FLORBELA MALAQUIAS AFASTADA DA LIDERANÇA DO PARTIDO HUMANISTA DE ANGOLA
O Tribunal Constitucional confirmou o afastamento de Florbela Malaquias da presidência do Partido Humanista de Angola, na sequência da disputa interna que, desde 2025, envolve a antiga líder e os órgãos dirigentes da formação política.
A confirmação consta do Acórdão n.º 1133/2026, aprovado pelo Plenário de Juízes Conselheiros do Tribunal Constitucional, que manteve os efeitos das decisões tomadas internamente pelo PHA no processo que conduziu à destituição de Florbela Malaquias.
O processo envolve, entre outros militantes, Ivo Ginguma e Nimba Luwawa, bem como membros da Comissão Política Nacional que participaram nos procedimentos internos contra a então presidente do partido.
Na apreciação do caso, o Tribunal Constitucional considerou aplicável o princípio da litispendência, perante a existência de acções judiciais sobre a mesma matéria, relacionadas com a contestação da decisão de afastamento.
A crise na liderança do PHA ganhou maior expressão em 2025, quando os órgãos internos do partido determinaram inicialmente a suspensão de Florbela Malaquias e, posteriormente, a sua destituição da presidência.
De acordo com os responsáveis do partido, as medidas tiveram origem em auditorias e inquéritos internos que apontaram alegadas violações dos Estatutos, usurpação de funções, gestão danosa e suposta apropriação indevida de património e recursos financeiros da organização.

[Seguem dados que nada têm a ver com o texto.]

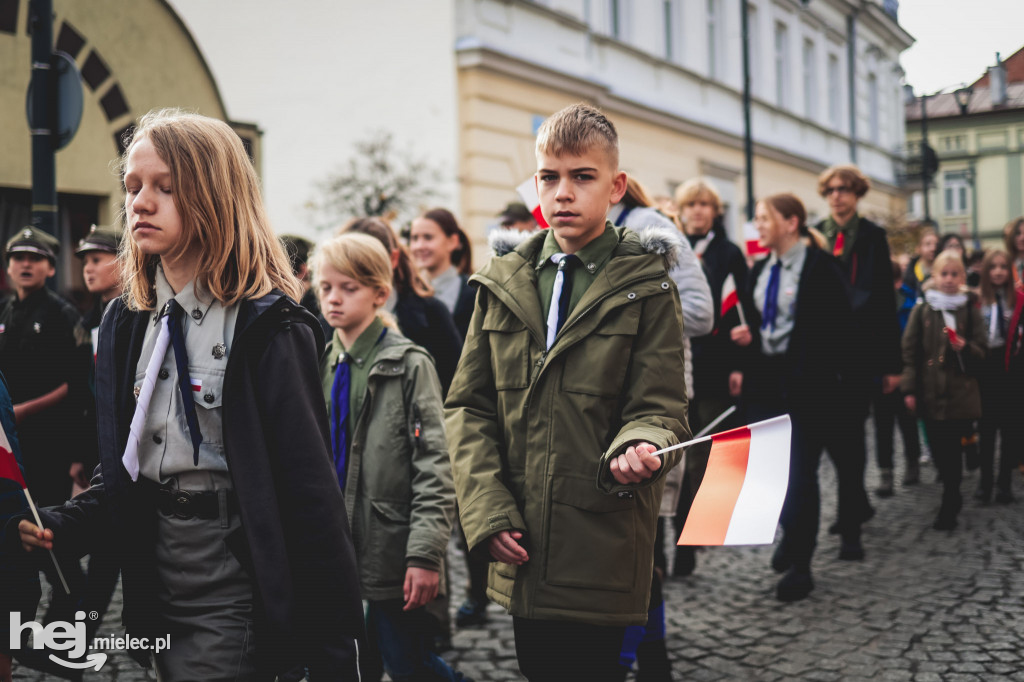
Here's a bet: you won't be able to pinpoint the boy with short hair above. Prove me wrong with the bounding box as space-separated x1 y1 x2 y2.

Florbela Malaquias rejeitou as decisões e recorreu às instâncias judiciais, numa tentativa de reverter o seu afastamento e recuperar a liderança do partido.
Com a decisão agora conhecida, o Tribunal Constitucional mantém os actos praticados pelos órgãos internos do PHA e confirma o afastamento de Florbela Malaquias da presidência da formação política.
A decisão, contudo, não afecta o mandato de Florbela Malaquias como deputada à Assembleia Nacional, uma vez que o acórdão diz respeito à liderança partidária e não determina a cessação das suas funções parlamentares.
Até à escolha de uma nova liderança, o PHA permanece sob uma direcção interina, coordenada pelo vice-presidente para a Coordenação Nacional, Victor Lopes.
O acórdão do Tribunal Constitucional constitui, assim, um novo marco na disputa interna do Partido Humanista de Angola e reforça juridicamente a saída de Florbela Malaquias da liderança da formação política.